Today we are dealing w/ pasta in a thickened mix of fish, tomatoes & onions flavoured w/ thyme.
In my oldest Italian pasta cookbook (Vincenzo Buonassisi „Nudel & Nudel“ – have a look at the last book on my cookbook page!) there’s a recipe called Tagliatelle „Belle Epoque“ w/ homemade tagliatelle, sole fillets, tomatoes & thyme, onions, cream, brandy… (The recipe says you may substitute plaice for sole fillets & tomato purée for fresh tomatoes.)

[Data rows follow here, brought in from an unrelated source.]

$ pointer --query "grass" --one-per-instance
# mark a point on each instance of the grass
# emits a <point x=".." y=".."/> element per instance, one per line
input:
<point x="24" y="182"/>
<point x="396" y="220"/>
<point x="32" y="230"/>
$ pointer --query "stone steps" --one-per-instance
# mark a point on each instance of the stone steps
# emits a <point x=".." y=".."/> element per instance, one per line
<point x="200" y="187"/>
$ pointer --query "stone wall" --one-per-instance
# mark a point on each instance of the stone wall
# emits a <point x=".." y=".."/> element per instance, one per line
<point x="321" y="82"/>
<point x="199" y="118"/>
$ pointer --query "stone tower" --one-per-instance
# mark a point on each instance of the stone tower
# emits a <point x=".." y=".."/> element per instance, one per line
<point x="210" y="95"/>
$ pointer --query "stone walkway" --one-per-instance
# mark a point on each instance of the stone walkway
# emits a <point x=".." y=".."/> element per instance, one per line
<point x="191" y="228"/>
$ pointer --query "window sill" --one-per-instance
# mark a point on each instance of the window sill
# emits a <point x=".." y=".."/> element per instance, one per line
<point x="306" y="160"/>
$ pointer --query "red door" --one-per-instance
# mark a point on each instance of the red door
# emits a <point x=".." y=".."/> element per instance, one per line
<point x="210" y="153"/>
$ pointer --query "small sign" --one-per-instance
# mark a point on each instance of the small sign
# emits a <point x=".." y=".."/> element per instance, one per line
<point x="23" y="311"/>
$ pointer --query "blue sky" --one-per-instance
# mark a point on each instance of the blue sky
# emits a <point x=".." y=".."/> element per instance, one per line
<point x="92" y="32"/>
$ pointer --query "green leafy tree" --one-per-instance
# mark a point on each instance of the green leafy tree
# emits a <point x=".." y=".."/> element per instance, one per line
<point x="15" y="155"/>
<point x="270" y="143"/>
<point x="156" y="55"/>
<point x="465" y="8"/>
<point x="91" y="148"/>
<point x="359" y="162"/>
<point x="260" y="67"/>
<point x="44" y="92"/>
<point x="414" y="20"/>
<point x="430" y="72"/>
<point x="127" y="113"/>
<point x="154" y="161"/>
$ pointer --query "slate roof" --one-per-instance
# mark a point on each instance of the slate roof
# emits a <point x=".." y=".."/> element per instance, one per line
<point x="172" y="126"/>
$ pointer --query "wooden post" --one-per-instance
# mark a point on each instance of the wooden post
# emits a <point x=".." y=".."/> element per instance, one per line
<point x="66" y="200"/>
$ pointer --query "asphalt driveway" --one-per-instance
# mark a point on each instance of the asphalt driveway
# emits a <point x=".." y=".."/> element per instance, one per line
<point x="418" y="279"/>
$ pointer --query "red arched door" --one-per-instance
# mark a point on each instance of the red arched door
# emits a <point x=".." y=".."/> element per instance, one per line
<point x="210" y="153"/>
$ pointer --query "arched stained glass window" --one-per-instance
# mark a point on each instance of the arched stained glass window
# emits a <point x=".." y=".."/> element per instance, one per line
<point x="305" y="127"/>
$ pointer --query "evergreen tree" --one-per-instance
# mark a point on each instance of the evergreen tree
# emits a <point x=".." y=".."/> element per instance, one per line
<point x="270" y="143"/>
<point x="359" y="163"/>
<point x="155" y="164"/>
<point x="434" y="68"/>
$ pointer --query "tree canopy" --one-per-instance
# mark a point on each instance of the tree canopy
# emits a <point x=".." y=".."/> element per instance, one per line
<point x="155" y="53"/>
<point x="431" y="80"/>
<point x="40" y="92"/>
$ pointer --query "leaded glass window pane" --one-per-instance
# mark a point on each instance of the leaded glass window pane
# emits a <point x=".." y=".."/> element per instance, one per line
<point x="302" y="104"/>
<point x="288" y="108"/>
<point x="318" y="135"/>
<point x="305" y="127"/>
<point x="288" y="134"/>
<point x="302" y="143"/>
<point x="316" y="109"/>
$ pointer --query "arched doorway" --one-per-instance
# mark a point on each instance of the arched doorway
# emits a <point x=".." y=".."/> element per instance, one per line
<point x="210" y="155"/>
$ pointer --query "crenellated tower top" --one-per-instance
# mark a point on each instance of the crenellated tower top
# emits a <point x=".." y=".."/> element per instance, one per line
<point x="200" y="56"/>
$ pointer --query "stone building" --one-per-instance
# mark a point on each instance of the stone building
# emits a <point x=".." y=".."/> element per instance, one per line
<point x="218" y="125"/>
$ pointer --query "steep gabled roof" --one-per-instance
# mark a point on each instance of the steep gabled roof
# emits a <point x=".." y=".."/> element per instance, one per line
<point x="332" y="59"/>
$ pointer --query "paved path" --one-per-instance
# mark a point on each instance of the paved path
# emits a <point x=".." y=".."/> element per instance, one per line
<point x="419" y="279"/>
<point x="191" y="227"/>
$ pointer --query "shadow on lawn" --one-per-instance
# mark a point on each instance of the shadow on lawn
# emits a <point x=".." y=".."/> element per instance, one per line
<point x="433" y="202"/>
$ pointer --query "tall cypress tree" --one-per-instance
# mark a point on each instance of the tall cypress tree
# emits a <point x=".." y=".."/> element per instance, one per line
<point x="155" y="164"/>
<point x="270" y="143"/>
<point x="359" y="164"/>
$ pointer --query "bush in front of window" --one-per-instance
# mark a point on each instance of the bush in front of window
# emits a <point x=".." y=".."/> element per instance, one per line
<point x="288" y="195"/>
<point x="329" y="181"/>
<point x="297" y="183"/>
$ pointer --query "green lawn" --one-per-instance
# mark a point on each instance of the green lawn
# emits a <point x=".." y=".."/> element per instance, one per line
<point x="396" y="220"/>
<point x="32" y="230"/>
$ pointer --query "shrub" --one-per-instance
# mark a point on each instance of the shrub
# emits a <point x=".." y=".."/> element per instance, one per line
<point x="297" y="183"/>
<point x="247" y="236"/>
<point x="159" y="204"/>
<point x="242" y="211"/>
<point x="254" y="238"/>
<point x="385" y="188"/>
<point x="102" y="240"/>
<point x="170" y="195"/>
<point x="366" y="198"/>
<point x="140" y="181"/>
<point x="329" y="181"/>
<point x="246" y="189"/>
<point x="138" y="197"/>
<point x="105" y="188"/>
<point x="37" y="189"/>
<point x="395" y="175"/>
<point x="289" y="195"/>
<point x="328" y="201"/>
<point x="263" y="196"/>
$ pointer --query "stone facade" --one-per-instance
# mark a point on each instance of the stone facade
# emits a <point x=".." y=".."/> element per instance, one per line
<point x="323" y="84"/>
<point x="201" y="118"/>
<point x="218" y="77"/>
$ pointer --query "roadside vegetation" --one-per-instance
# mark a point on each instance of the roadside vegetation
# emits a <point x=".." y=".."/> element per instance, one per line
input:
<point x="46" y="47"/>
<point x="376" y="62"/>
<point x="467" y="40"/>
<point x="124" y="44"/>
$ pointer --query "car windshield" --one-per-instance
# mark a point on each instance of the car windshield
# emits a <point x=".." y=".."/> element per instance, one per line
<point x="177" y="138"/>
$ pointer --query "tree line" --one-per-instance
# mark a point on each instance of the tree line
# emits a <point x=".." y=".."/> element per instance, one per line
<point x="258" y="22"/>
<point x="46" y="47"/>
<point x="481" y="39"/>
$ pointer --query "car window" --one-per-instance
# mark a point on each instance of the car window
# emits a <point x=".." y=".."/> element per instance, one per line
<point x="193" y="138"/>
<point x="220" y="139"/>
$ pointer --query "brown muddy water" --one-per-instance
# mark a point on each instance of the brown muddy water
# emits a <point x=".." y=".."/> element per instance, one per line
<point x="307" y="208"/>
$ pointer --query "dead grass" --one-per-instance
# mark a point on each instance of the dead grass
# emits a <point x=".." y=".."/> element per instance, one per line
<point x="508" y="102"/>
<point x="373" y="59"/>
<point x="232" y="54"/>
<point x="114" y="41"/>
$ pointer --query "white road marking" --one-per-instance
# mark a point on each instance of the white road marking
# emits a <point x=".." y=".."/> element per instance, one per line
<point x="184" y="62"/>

I often made it w/ store-bought spaghetti or tortiglioni…, w/ plaice, tilapia… it was always delicious. So I decided to give it a try as one-pot-pasta.
What do we need?
Not so many ingredients:
- tiplapia fillets
- riccioli & water
- spring onions
- dried thyme & a bay leave
- tomato purée.
1st step: chopping the spring onions & the fish fillets.
Take a pan: the spring onions are fried w/ olive oil, thyme & bay leave for some minutes.
Add the fish fillet & fry for some more minutes. Add salt & pepper to taste.
Add the pasta, the water & the tomato purée – maybe a pinch of sugar. Bring the mess to a boil & stir once in a while until the water has almost vanished, the pasta is soft & starts uncurling.
Once again add salt & pepper to taste. You may also add some cream at this point – if you like & think it’s too dry:
The result is a creamy pasta dish w/ almost melted fish fillet!
(You should definitely look for the bay leave & discard it – last chance!)
To add some fresh sharp kick just take a handful of arugula, chop it & mix it into the pasta.
At 1st glance the riccioli seem rather tough, however, when boiled they uncurl into short small taglierini. The fish fillets are soft from the very beginning & almost dissolve… it’s the basis of the creaminess. (You’ve noticed that there isn’t any grated parmesan, pecorino, gruyere… involved!)
Water, water, water… Until now I always used simple, clear water for my one-pot-pasta. No stock. If you use ingredients w/ rich, strong flavours (like South Tyrolean bacon & pecorino, like lots of fish fillets & „concentrated“ tomato purée…) you won’t need to enhance your one-pot-pasta by using any stock instead of water.
The businesswoman w/ too many office hours thinks
Another quick & easy dinner: seems… apart from the arugula there are only ingredients which are in my pantry or my freezer – seems an option for anytime!